Dimwit Voters and Their Biases

The Economist asks whether voters are idiots. One theory has been that, even though the majority of voters know little about the issues, the votes of the more ignorant voters will be spread randomly and the candidate who wins the majority of votes from the better informed will win. The “wisdom of crowds” often does provide wisdom, such as when the audience of Who Wants To Be A Millionaire picks the correct answer 91% of the time. In contrast, Bryan Caplan argues that voting does not provide the best results since ignorant voters do not vote randomly.

Instead, he identifies four biases that prompt voters systematically to demand policies that make them worse off. First, people do not understand how the pursuit of private profits often yields public benefits: they have an anti-market bias. Second, they underestimate the benefits of interactions with foreigners: they have an anti-foreign bias. Third, they equate prosperity with employment rather than production: Mr Caplan calls this the “make-work bias”. Finally, they tend to think economic conditions are worse than they are, a bias towards pessimism.
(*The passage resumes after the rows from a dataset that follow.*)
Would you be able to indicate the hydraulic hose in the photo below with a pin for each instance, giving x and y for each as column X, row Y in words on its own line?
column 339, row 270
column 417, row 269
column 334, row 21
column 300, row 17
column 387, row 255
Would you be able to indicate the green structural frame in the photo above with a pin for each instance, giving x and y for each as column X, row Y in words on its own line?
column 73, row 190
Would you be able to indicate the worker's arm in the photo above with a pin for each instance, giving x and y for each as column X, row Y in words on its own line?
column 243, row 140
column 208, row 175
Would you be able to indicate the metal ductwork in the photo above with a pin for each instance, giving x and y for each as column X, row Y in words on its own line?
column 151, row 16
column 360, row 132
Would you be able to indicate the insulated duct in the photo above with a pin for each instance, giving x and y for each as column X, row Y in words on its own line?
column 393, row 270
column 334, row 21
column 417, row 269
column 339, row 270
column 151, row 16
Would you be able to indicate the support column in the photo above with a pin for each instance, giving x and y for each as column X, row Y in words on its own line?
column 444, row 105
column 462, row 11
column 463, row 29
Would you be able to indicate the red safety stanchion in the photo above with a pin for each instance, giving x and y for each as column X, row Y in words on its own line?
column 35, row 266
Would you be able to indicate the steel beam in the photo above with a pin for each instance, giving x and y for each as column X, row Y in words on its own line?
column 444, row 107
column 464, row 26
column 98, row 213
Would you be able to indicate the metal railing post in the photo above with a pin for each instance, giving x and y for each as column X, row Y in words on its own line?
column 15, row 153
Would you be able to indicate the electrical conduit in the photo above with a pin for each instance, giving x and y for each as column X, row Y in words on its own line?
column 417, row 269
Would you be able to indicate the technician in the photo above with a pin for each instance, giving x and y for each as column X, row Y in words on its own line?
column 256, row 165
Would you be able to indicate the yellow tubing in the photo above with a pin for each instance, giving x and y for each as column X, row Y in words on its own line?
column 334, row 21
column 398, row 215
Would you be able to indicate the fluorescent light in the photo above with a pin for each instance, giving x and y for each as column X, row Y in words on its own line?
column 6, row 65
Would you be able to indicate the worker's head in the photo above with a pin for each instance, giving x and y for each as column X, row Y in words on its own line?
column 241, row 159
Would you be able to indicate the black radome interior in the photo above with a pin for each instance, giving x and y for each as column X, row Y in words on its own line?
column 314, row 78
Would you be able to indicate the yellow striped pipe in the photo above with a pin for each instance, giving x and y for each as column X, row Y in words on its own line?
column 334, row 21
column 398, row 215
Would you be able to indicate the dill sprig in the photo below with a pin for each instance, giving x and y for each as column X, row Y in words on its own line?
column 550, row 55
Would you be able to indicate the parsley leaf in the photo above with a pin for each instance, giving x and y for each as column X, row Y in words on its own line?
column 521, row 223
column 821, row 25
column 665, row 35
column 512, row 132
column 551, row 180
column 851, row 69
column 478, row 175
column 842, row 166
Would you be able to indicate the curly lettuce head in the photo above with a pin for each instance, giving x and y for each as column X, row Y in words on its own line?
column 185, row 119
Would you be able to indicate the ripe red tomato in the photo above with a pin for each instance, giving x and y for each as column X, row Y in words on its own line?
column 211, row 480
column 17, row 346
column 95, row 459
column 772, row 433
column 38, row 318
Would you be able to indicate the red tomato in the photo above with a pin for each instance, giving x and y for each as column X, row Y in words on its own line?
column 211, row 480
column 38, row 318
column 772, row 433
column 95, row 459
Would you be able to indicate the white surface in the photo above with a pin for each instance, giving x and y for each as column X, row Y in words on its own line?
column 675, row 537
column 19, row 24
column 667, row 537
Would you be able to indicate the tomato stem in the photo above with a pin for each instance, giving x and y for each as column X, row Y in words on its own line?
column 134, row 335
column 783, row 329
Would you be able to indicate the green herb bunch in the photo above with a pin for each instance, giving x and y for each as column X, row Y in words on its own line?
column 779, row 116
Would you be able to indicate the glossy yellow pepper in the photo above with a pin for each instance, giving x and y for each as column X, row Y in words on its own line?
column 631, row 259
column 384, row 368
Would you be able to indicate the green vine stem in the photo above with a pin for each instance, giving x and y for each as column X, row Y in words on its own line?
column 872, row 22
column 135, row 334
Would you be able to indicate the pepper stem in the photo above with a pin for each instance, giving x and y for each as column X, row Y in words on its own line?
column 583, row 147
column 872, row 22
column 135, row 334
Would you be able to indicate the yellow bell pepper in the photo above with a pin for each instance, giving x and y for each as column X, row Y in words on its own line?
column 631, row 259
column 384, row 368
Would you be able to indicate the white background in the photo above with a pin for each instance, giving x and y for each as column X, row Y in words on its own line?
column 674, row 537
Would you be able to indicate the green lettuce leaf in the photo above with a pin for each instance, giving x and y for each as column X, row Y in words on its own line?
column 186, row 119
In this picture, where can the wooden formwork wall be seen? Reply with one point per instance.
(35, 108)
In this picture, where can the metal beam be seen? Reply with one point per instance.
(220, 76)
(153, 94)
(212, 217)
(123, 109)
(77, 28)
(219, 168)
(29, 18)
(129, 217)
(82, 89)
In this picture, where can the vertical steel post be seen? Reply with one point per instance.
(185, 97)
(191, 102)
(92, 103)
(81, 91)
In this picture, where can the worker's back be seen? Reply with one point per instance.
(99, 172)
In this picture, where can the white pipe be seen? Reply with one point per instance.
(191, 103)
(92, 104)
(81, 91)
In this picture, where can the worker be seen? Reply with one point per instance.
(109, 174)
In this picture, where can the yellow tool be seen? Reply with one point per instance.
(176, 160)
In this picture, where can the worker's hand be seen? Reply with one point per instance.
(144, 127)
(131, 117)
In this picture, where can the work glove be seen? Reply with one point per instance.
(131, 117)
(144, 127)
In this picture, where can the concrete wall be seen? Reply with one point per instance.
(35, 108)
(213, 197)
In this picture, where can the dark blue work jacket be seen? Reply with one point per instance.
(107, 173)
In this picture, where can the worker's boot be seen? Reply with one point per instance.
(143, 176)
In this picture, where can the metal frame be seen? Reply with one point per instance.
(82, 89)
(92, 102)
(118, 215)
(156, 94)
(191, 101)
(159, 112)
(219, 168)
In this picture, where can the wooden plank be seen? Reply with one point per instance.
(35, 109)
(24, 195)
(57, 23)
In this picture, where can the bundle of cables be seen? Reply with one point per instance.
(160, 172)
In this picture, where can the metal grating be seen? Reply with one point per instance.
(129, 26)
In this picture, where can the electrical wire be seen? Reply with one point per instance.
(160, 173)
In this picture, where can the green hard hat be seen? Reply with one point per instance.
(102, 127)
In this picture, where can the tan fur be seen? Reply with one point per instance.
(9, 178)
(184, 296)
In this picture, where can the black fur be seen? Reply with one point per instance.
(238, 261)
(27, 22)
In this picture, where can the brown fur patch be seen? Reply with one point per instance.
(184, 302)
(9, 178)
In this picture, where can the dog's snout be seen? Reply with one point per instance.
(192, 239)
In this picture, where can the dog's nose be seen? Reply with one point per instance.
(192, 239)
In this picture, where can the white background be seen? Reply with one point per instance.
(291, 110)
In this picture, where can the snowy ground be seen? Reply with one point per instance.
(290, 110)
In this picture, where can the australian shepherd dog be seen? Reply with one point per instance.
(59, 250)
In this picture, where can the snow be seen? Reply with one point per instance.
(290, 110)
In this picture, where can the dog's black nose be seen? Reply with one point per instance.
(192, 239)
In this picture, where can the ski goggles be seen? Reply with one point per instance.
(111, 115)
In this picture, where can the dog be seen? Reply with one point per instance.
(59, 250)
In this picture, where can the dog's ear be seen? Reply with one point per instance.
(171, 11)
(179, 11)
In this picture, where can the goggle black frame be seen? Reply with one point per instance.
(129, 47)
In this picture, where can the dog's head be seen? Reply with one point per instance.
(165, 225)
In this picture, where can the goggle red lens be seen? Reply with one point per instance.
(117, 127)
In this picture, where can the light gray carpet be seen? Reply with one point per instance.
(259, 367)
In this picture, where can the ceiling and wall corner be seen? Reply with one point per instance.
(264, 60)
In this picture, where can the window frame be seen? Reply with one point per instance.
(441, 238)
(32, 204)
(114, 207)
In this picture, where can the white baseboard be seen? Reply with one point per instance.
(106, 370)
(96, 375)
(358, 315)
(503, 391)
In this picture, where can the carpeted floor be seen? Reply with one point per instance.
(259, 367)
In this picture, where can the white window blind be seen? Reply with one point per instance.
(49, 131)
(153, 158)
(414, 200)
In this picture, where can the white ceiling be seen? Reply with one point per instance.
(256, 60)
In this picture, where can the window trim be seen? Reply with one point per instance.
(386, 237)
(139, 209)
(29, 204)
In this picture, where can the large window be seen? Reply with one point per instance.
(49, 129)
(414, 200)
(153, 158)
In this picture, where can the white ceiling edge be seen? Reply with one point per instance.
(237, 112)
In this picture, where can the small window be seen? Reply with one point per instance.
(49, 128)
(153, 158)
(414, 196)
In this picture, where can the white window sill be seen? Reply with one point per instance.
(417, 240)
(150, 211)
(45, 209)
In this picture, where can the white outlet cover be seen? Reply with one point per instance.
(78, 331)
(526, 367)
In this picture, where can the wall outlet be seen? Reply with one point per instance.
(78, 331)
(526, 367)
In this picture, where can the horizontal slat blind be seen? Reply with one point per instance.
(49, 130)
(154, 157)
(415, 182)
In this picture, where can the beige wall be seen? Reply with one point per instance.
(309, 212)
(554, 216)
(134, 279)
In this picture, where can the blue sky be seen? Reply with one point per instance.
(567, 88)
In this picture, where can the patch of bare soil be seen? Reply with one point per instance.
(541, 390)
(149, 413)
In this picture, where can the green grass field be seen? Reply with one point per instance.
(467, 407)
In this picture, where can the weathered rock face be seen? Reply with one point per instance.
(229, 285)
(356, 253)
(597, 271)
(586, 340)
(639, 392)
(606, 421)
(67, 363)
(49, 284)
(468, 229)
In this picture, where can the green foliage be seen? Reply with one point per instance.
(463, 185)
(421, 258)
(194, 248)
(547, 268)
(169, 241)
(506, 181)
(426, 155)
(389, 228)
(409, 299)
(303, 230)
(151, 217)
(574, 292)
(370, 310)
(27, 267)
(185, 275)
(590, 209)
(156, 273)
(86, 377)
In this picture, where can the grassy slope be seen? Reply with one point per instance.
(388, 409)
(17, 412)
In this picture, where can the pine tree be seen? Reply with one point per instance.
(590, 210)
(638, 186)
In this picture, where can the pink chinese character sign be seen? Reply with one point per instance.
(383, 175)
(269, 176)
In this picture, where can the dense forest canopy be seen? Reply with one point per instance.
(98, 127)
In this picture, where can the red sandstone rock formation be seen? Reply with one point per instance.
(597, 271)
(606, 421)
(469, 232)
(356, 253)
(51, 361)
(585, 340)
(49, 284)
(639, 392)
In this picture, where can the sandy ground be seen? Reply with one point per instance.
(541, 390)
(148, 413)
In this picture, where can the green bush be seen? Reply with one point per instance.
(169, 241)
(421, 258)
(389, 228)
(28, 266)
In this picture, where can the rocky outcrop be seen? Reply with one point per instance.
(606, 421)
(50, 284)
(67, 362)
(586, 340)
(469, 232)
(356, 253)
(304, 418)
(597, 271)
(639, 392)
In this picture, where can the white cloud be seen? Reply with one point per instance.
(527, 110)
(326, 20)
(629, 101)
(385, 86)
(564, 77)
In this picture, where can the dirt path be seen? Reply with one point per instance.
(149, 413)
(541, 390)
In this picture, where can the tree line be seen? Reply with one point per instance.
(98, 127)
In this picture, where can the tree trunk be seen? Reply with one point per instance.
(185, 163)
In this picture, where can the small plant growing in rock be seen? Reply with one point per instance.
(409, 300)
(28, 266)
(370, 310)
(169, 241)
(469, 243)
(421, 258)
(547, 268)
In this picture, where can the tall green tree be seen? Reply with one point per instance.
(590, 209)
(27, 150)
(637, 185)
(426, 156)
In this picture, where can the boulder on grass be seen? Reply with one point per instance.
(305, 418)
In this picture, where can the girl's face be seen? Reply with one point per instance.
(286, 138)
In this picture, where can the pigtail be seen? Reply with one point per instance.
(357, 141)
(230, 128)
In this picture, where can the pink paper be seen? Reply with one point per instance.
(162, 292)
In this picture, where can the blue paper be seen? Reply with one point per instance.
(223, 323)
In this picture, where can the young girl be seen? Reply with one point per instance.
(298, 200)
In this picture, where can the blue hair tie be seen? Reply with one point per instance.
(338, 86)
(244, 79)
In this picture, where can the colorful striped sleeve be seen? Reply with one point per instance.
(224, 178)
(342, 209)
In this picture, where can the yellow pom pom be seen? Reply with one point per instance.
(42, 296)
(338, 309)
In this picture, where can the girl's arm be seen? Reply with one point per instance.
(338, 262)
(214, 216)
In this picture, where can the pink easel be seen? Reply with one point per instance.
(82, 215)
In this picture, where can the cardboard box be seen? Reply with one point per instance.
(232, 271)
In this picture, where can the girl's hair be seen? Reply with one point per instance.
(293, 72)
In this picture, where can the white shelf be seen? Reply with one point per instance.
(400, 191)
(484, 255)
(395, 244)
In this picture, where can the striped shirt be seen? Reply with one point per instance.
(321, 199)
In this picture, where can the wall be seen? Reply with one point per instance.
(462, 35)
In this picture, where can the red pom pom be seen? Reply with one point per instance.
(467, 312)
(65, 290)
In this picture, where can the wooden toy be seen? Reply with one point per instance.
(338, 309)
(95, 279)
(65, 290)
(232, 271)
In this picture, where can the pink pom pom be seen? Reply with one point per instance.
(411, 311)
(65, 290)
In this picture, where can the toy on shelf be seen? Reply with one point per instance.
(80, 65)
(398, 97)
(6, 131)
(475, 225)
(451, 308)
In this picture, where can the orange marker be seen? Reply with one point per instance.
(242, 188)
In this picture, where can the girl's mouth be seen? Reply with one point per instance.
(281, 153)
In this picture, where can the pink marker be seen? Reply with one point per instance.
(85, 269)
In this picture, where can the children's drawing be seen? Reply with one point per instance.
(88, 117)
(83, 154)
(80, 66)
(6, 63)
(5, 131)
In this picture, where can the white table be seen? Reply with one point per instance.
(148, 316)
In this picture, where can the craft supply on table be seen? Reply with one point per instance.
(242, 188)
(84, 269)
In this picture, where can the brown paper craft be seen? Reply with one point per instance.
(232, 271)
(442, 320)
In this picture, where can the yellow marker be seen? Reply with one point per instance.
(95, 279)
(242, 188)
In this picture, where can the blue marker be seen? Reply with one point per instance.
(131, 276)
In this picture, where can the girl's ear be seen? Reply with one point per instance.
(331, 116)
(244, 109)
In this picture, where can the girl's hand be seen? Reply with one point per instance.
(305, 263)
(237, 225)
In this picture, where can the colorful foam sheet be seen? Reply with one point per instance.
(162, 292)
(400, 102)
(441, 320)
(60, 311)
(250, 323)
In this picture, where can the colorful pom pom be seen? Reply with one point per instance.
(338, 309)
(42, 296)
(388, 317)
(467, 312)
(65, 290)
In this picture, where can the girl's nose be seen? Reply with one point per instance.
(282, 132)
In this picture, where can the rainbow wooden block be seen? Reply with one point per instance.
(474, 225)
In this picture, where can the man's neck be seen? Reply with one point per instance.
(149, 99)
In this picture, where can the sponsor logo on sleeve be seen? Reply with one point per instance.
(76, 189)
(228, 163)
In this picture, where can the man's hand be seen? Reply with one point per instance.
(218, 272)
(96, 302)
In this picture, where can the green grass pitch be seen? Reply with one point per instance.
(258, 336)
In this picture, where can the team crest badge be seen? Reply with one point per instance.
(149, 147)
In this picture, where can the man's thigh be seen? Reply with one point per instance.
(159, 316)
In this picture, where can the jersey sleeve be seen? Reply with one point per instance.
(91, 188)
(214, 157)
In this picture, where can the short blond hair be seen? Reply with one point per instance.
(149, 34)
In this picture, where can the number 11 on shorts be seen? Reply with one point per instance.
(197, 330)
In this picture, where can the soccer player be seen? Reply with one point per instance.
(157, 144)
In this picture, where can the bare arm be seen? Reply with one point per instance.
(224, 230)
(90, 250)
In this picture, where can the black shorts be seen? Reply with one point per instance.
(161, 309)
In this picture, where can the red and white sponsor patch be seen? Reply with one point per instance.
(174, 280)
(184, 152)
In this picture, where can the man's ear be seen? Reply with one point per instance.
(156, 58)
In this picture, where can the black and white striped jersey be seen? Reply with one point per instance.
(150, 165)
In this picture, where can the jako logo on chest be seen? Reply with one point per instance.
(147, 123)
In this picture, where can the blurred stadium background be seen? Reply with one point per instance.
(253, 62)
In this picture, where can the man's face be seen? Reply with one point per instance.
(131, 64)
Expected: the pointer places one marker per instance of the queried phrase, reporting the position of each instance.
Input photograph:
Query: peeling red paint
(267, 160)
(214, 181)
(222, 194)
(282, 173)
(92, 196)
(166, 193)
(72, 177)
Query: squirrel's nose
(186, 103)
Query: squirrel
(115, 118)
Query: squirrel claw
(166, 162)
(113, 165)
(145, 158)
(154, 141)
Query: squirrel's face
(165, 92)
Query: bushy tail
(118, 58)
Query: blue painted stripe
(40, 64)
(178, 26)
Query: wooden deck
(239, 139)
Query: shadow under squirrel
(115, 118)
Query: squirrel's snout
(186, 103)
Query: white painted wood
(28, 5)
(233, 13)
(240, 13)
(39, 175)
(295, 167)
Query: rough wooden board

It is understandable why The Economist would be interested in this theory as Caplan’s biases fit in well with their editorial bias. While there is some truth to these biases, there are other biases in play, largely because prior to 2006 the Republicans were much better at spreading their message:

Security Bias: Republicans have played politics with the 9/11 attack, using it to push through their pre-9/11 goals and to claim Democrats were weaker on national security, and possibly even unpatriotic.

Values Bias: Republicans, often with the help of churches, portrayed their views as being supportive of family values and more moral, while Democrats were portrayed as sinners.

Free Market Bias: Republicans claimed to be the defenders of the free market while pursuing efforts contrary to true capitalism, including corporate welfare, collusion between businesses and regulators, and the K Street Project.

Anti-Government Bias: The message that “government is the problem, not the solution,” resonates with voters both in situations where it is true and when it is not. Republicans played up running against big government, even when they controlled all three branches of the government.

Republicans were able to take advantage of such biases until 2006 when it became clear to a vast majority that the Republicans were unable to govern. The Economist finds that the problems are easier to diagnose than to cure but part of the cure may come from Democrats better understanding the biases which have led to Republican victories in the past, and concentrate on fighting the Republican misinformation campaigns which capitalize on these biases.

4 Comments

  1. 1
    Scott says:

    There’s another bias I’m surprised more people haven’t mentioned yet: Name-recognition bias. I’d make the case that the reason that, for example, Hillary Clinton is so popular is not because most people like her, but because there’s the recognition: They remember Bill Clinton. I’d also make the case that any actor, no matter how incompetent, could run for office and beat a fully competent politician.

    This was a pretty obvious bias, I’m really surprised no one else has picked it up (at least in the three articles I’ve read on this book)

  2. 2
    Ron Chusid says:

    That’s definately a bias. Even more than in elections it is a huge factor in polls taken well before an election.

    Besides name-recognition bias, I bet there is also a name bias where certian names might pick up more votes.

    I think the reason such biases haven’t been included in discussion of this book is that they don’t fit into ideological or party bias. Such biases could help either party.

    This year (and in some other elections) there is yet another bias very similar to name recognition bias–TV star bias.

  3. 3
    b-psycho says:

    I’d personally argue that the problem isn’t merely that voters are irrational, but that voters don’t realize what it is they’re really voting for.

    Once the scope of politics gets beyond a certain point, the amount of issues dealt with simultaneously far outnumbers the ones that a voter can actually keep up with. You may pick a candidate because of issue A or B, however once they take office they’re dealing with C, D, E, etcetera, and their bent on those may run completely counter to your own interests even if you don’t really think about them that way. Of course, that assumes that their way of dealing with your pet issue actually makes sense…

    Voters end up inherently co-signing a slew of decisions they know nothing about that could screw them in the long run — and that would be part of the reason I don’t bother voting. I already know that anyone with a chance at being elected will be controlled in some way or another by interests that I despise. Either you accept that and become a single-issue voter and the rest of the country could go to hell as long as that one issue goes your way, or you reject the entire setup.

  4. 4
    b-psycho says:

    To add to that, IMO holding as an overarching idea that the problem with politics is “too much representation” as Caplan does should basically disqualify one from being taken seriously on politics. If anything, it’s that once politics goes past being purely local and strictly decentralized, representative democracy as we would understand it gradually becomes a myth.

    Yes, there are some rather ignorant people voting. The people being enabled by them are a much more pressing concern though.